L'editoriale, tuttavia, celebra che il numero di azioni sia diminuito. Il che è anche abbastanza strano perché, dopotutto, Folha non è la magistratura. Ma cessa di essere strano quando si ricorda che non si tratta, in questo caso, della manifestazione di un veicolo di informazione, ma di un'impresa di lavoro, che è finanziata da diverse altre imprese di lavoro. Ciò che si può solo celebrare, quindi, è quanto la soppressione della cittadinanza dei lavoratori abbia giovato alle loro imprese ea quelle dei loro soci. Non ha nulla a che fare con l'efficienza della norma giurisdizionale, anche perché non è proprio questo che interessa agli evasori e ai delinquenti.

Ciò diventa chiaro, tra l'altro, nel paragrafo successivo, quando si afferma che il divieto di accesso alla giustizia favorisce le aspettative economiche delle imprese in termini di riduzione delle “incertezze” in relazione agli obblighi di lavoro. Si scopre che le responsabilità del lavoro derivano dal mancato rispetto della legislazione. Quindi, creare responsabilità e liberarsene impedendo ai lavoratori di intraprendere azioni legali non è qualcosa che – anche dal punto di vista etico – può essere difeso. Legalmente, non parlare nemmeno.

Ma la redazione non è affatto soddisfatta e continua con la retorica che questa migliorata aspettativa economica delle imprese, o, per dirla più chiaramente, questo aumento di redditività delle imprese promosso dal divieto di accesso alla giustizia (che la redazione riconosce meno) non sarebbe così indebito perché verrebbe restituito a beneficio della società in generale attraverso la creazione di nuovi posti di lavoro.

Accade così che, come si legge nell'editoriale, ciò non si è concretizzato perché l'STF, “purtroppo”, ha ritenuto incostituzionale il dispositivo di “riforma” che ha imposto “la parte perdente” (leggi, i lavoratori, visto che i datori di lavoro tale imposizione ha sempre avvenuto) a pagare le “spese del processo”.

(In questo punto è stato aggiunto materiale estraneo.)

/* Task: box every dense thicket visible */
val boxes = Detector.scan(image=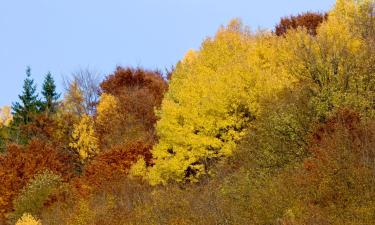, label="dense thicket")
[0,0,375,225]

Nota: l'editoriale giustifica che la maggiore redditività concessa alle imprese dalla “riforma” del lavoro, a partire dal novembre 2017, attraverso il divieto di accesso alla giustizia, non ha generato posti di lavoro solo perché l'STF, nell'ottobre 2021, ha dichiarato incostituzionale il norma di “riforma” che imponeva il pagamento delle spese e delle spese legali al povero legalmente riconosciuto, il quale, per questo (che non è un premio e tanto meno l'attestazione di un privilegio, anzi), è beneficiario della giustizia libera, secondo la norma fondamentale stabilita dalla Costituzione federale.

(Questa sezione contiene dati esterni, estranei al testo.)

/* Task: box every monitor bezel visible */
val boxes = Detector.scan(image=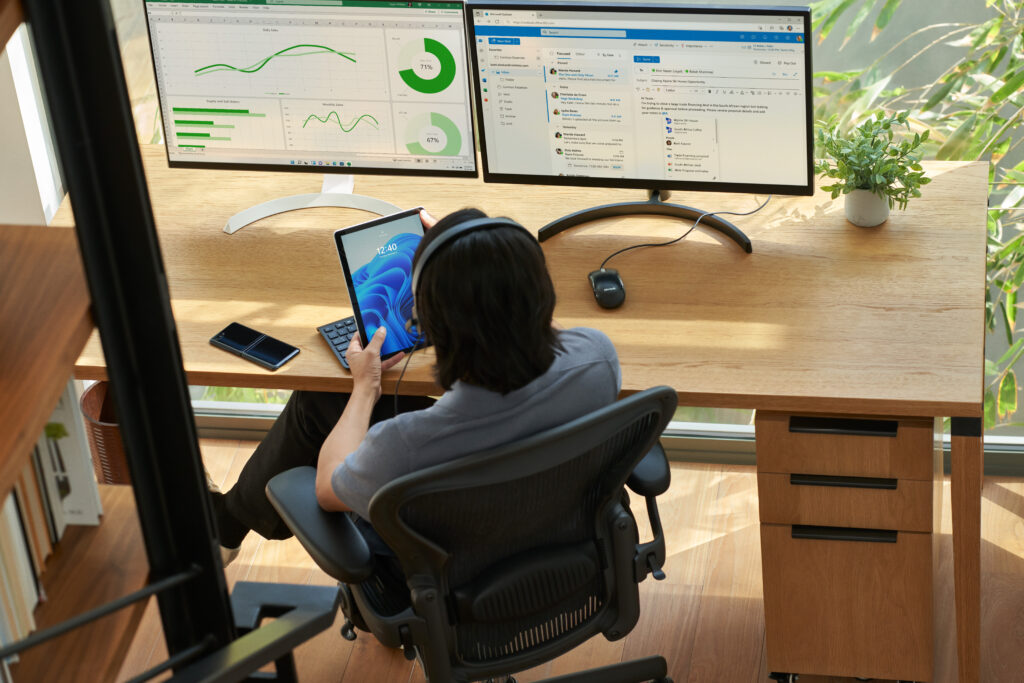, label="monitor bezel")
[142,0,480,178]
[463,0,814,197]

Cioè, secondo l'editoriale del Foglio, la decisione della STF quattro anni dopo ha avuto effetto retroattivo sulla ripartizione degli utili societari. Non è possibile commentare un simile argomento ed è meglio non qualificarlo. È vero che l'editoriale riconosce che la norma introdotta dalla “riforma” e dichiarata incostituzionale dalla STF ha portato “rischi” al diritto fondamentale di accesso alla giustizia. Ma questi rischi sarebbero giustificati dall'effetto repressivo del “contenzioso esagerato”, che è quello che, secondo l'editoriale, “devasta il Tribunale del lavoro”. Sotto il profilo redazionale, quindi, l'atto di disattendere il testo costituzionale sarebbe giustificato per punire il "contenzioso esagerato" (qualunque esso sia), che sarebbe la regola nel tribunale del lavoro, e l'effetto sarebbe uno dei più nobili , compresa quella di favorire “richieste motivate”.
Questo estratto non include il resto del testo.